Maybe there’s a way in which this makes sense. It doesn’t make sense to me, at the moment.

To look at the second issue raised by CarolJoy, consider whether there “are more numbers between -1 and zero, or 1 and infinity.”

I can easily construct a function that creates a one-to-one correspondence between the numbers in the interval (-1,0) and the numbers in the interval (1, infinity). Take y=-1/x. When x is -1, y is 1. As x approaches zero (from the negative side), y approaches infinity. Pick a number, any number for y — say 1 billion.

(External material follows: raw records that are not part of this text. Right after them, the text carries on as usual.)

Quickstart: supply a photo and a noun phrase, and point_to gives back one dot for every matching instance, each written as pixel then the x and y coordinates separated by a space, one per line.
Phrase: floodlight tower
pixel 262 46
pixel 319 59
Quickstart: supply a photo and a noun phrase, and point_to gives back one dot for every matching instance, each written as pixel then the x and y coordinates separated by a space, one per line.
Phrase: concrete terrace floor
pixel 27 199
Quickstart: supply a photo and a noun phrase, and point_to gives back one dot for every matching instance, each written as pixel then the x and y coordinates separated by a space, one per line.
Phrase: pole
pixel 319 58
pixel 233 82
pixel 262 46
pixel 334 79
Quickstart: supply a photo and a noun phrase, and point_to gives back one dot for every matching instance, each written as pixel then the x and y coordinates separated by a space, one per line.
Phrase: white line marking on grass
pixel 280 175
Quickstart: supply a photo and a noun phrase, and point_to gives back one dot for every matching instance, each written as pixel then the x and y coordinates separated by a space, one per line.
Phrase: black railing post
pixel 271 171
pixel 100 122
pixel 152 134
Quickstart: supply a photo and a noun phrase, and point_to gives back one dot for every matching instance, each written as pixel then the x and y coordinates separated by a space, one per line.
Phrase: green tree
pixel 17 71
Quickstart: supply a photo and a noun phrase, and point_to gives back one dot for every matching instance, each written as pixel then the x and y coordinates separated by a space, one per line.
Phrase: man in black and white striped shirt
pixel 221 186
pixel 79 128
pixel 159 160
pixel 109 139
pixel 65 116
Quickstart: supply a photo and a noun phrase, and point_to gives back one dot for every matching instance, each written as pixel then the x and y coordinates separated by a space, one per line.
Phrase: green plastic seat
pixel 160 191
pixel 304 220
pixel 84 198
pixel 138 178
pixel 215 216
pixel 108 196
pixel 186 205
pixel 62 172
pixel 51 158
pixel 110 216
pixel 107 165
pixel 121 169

There is one, and only one, corresponding x — in this case, -1/1,000,000,000.

By this approach, there are the “same number” of numbers between -1 and 0 and “between” 1 and infinity.

On the other hand, consider the function y=-(abs(sin x)). (“abs” indicating the absolute value function.) The sine function varies between -1 and 1, so the negative absolute value of the sine varies between 0 and -1. This creates a correspondence between the intervals (1,infinity) and [-1,0], though in this case the correspondence includes the endpoints of the range (-1,0), an in this case, it is not a one-to-one correspondence. For this function, there are an infinite number of x values that correspond to each y value, because the sine function repeats (

i.e.the sine wave).This ends up making no sense, to me, because I don’t think that it’s conceptually sound to consider whether different “infinities” are equal or not.

Infinity is just a weird idea.

Maybe this video can help. It’s the concept of countable, or as James from the video prefers, listable.

Thanks, but I know about the idea of countable and uncountable. I did a year of grad school in math, many years ago.

Any countable set of real numbers turns out to have measure zero. This is weird, because the rational numbers are countable. (Rational numbers are those that can be expressed as a fraction, with a whole number as the numerator and denominator.) This seems strange because the rational numbers are “dense.” There are a couple of alternative, equivalent definitions of “dense” — one way to think about it is that a set of real numbers is “dense” if there are an infinite number of them in any interval. So, for example, there are an infinite number of rational numbers between 0.00001 and 0.000001. This is true, no matter how small the interval might be. (An “interval” must have non-zero length.)

It turns out that there are

uncountablesets of real numbers that also have measure zero. The example that I recall is the middle-third Cantor set. The video guy mentions Cantor at the end of the video.Even something as apparently simple as the number line turns out to have strange properties.